How to choose size of hash table?

2020-06-04 03:25发布

问题:

Suppose I have 200.000 of words, and I am going to use hash*33 + word[i] as a hash function, what should be the size of table for optimization, for minimum memory/paging issue?

Platform used - C (c99 version),

words are English char words, ASCII values

One time initialization of hash table (buckets of link list style),

used for searching next, like dictionary search.

After collision , that word will be added as new node into bucket.

回答1:

A good rule of thumb is to keep the load factor at 75% or less (some will say 70%) to maintain (very close to) O(1) lookup. Assuming you have a good hash function.
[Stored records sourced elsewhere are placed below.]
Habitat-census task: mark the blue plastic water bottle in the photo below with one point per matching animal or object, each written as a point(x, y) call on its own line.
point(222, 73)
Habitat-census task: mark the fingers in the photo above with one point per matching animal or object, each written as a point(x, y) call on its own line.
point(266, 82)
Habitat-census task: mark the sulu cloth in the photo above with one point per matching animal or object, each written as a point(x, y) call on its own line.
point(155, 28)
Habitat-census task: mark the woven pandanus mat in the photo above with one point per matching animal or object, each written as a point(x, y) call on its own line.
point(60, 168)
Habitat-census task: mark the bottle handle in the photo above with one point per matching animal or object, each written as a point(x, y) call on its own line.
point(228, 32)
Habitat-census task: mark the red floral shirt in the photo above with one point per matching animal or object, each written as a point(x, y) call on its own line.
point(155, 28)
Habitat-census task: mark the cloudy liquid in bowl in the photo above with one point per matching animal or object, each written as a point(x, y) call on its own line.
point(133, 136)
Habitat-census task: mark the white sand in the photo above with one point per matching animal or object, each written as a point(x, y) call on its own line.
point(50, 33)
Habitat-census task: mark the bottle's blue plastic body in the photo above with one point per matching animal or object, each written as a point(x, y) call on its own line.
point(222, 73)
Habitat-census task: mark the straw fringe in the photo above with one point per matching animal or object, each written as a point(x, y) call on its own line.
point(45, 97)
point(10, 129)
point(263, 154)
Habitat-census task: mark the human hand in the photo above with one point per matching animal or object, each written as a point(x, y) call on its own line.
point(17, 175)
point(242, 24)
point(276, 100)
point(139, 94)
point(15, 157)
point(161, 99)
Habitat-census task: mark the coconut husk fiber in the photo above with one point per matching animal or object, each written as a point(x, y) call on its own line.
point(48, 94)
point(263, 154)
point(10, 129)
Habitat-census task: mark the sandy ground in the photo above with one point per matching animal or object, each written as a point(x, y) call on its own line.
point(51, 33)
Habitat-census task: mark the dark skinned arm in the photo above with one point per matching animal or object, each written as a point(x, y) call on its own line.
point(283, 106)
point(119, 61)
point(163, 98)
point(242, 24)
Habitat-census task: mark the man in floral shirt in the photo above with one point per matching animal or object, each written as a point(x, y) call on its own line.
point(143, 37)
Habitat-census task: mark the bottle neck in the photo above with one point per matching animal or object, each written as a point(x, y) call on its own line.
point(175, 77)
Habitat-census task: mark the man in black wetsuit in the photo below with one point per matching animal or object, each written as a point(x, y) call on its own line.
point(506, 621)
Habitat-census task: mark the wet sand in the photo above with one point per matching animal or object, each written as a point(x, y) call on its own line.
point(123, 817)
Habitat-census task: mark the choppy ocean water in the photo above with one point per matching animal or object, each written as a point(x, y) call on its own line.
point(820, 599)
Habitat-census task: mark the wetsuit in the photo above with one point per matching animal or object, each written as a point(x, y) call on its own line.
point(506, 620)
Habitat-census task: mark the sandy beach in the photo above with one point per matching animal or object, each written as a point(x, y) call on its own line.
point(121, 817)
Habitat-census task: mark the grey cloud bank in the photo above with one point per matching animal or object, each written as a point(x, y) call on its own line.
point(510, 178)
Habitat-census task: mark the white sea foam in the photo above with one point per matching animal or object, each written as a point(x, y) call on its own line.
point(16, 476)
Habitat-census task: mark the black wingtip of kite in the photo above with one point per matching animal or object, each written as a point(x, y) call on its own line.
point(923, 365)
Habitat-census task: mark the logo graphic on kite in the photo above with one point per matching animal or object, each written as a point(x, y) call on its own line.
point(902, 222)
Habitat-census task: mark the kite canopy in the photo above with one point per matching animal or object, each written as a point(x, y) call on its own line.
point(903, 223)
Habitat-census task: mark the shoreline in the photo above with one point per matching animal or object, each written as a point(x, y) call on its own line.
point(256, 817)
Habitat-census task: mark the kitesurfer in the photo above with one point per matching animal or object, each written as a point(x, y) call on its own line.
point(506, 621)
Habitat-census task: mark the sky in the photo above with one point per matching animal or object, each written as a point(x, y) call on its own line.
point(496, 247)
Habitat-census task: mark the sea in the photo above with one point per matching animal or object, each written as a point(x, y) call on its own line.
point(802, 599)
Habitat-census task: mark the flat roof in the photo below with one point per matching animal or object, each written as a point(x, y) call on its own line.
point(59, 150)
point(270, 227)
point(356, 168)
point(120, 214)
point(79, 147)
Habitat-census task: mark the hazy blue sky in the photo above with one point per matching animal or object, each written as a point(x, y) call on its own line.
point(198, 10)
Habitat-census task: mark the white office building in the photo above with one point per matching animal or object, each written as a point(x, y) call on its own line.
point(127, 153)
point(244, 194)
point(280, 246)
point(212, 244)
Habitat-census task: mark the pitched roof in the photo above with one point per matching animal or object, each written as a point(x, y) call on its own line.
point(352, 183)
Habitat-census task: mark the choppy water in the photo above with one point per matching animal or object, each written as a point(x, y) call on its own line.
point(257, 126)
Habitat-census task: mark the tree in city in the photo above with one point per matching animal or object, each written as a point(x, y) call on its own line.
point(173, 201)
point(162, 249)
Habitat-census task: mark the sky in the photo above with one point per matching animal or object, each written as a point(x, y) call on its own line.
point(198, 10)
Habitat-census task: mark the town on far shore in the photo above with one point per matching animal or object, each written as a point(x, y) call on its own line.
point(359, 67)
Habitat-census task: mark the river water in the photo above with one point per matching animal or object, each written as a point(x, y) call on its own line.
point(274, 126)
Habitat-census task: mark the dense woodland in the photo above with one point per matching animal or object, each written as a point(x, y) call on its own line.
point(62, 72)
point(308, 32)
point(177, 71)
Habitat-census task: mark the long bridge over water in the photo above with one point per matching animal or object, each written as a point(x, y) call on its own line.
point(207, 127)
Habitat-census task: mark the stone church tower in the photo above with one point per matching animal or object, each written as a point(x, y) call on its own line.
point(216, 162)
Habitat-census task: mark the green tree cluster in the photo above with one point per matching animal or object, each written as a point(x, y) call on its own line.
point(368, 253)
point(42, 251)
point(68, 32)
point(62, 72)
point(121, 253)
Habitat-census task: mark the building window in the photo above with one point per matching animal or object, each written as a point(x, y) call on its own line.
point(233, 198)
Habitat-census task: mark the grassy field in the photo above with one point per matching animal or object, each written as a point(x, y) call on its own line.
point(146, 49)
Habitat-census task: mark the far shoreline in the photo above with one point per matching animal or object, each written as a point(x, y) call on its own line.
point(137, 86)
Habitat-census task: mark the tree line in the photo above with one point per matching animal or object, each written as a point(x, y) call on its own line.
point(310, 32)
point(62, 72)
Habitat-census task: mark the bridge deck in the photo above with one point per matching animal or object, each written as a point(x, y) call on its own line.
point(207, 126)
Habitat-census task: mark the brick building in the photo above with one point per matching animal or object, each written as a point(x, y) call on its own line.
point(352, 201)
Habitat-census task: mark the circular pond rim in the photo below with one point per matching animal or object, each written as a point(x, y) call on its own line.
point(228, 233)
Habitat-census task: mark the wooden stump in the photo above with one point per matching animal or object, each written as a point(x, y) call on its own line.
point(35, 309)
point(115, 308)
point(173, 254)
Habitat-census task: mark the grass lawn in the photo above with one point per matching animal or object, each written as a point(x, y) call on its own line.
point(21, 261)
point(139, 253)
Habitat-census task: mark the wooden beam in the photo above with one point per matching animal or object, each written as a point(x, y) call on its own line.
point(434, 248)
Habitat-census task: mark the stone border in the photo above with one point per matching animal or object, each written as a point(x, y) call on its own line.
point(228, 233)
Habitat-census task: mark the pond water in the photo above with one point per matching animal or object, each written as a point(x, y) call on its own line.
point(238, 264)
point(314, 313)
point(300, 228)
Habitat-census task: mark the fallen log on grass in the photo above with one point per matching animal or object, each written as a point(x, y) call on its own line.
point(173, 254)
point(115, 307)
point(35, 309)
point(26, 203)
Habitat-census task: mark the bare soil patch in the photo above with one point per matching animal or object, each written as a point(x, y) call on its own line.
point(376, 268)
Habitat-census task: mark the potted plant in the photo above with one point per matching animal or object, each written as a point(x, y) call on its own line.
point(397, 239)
Based on that, you would want a minimum of about 266,700 buckets (for 75%), or 285,700 buckets for 70%. That's assuming no collisions.

That said, your best bet is to run a test with some sample data at various hash table sizes and see how many collisions you get.

You might also consider a better hash function than hash*33 + word[i]. The Jenkins hash and its variants require more computation, but they give a better distribution and thus will generally make for fewer collisions and a smaller required table size.

You could also just throw memory at the problem. A table size of 500,000 gives you a minimum load factor of 40%, which could make up for shortcomings of your hash function. However, you'll soon reach a point of diminishing returns. That is, making the table size 1 million gives you a theoretical load factor of 20%, but it's almost certain that you won't actually realize that.

Long story short: use a better hash function and do some testing at different table sizes.

There is such a thing as a minimal perfect hash. If you know what your input data is (i.e., it doesn't change), then you can create a hash function that guarantees O(1) lookup. It's also very space efficient. However, I don't know how difficult it would be to create a minimal perfect hash for 200,000 items.